Effective Date: May 5, 2011 and June 23, 2010, respectively.
Notes: Amended by Tenn. SB 1533 and Tenn. HB 3526, respectively.
HB 1754/SB 1988
Sponsor: Rep. Turner and Sen. Stewart
Status: Signed into law 5/2011
Summary: This bill changed the section of the state insurance law about utilization review agents. It made clear that this section, relating to the percentage of reviews an agent is allowed to perform, applies to reviews of outpatient services for behavioral health conditions. It also changed the law so that agents that have Utilization Review Accreditation Commission (URAC) accreditation are no longer exempt from this section of the law if they are performing outpatient behavioral health reviews.
HB 2289/SB 2239
Sponsor: Rep. C. Cobb and Sen. Kyle
Status: Signed into Law 7/2009
Summary: This bill changed the section of the state insurance law about utilization review agents. It added that utilization review methods have to comply with the national standards set by either the Utilization Review Accreditation Commission (URAC) or the National Committee for Quality Assurance (NCQA) for reviews of behavioral health services.

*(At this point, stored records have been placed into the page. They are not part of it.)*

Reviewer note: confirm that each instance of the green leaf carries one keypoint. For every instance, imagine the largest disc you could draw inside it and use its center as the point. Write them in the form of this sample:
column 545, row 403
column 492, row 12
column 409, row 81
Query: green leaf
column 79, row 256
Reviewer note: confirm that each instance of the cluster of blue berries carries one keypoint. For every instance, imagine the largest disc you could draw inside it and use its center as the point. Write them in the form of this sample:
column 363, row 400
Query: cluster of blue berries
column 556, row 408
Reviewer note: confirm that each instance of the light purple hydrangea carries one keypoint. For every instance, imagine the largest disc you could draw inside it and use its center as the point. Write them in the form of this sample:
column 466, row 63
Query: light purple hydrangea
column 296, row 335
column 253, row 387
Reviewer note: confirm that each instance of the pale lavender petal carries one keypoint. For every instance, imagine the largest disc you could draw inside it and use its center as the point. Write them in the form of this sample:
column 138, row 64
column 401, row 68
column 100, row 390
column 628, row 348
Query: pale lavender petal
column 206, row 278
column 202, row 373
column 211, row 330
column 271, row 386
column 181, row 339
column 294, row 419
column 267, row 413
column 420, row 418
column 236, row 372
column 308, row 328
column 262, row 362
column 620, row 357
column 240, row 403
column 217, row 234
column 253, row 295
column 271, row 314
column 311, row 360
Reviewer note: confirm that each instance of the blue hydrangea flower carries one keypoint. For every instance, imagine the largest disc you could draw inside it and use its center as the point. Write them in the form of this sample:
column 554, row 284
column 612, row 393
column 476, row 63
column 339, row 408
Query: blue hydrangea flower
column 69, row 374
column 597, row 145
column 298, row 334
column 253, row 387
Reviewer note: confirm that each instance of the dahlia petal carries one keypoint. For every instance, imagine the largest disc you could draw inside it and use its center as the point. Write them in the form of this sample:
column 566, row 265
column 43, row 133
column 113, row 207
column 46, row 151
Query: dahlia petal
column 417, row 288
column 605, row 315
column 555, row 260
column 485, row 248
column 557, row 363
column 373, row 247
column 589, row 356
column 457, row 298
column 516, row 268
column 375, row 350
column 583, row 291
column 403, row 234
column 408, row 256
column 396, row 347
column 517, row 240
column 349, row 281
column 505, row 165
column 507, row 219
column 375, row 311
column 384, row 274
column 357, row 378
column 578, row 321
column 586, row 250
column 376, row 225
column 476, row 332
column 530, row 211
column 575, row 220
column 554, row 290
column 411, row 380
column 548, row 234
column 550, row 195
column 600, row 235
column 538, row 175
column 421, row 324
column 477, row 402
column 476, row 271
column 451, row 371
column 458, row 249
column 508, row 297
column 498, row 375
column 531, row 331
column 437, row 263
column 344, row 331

The sections of Tennessee law relevant to parity can be found in the state’s Insurance Law:
Please be aware that it is not possible to provide direct links to any of these sections of the law. To find these sections, go to this link and click on the plus sign next to Title 56. Then click on the plus sign next to the appropriate chapter. Then click on the plus sign next to the appropriate part (2360 and 2367 are part 23. 2601 and 2602 are part 26.)
This section of the law states that for large employer fully-insured plans , annual maximums and lifetime maximums for mental health services must be determined similarly to how they are for other medical services. Small employer plans and individual plans are specifically exempted from this.
This section of the law requires 20 days of inpatient mental healthcare and 25 outpatient visits. The law also allows the days of inpatient days to be used instead for residential care or partial hospitalization with the day limit doubled so that a person could have up to 40 days of coverage.
This section of the law makes it clear that office visits for medication management do not count as outpatient visits.
This section of the law specifically says that it does not apply to treatment of substance use disorders .
Insurance companies must offer small employer fully-insured plans and individuals plans that meet the requirements listed here for behavioral health coverage. However, the small employers or individual can choose different plans that do not meet these requirements:
For substance use disorder services, insurance companies must offer large employer fully-insured and small employer fully-insured plans that have annual maximums , lifetime maximums , deductibles , coinsurance , inpatient day limits, and outpatient visit limits that are the same as those for other medical services. However the employer can decide not to accept it and choose a plan with less coverage or no coverage for substance use disorder services.
All insurance plans are required to cover autism services for children through age 11 that are “at least as comprehensive as those provided for other neurological disorders” (like epilepsy or cerebral palsy).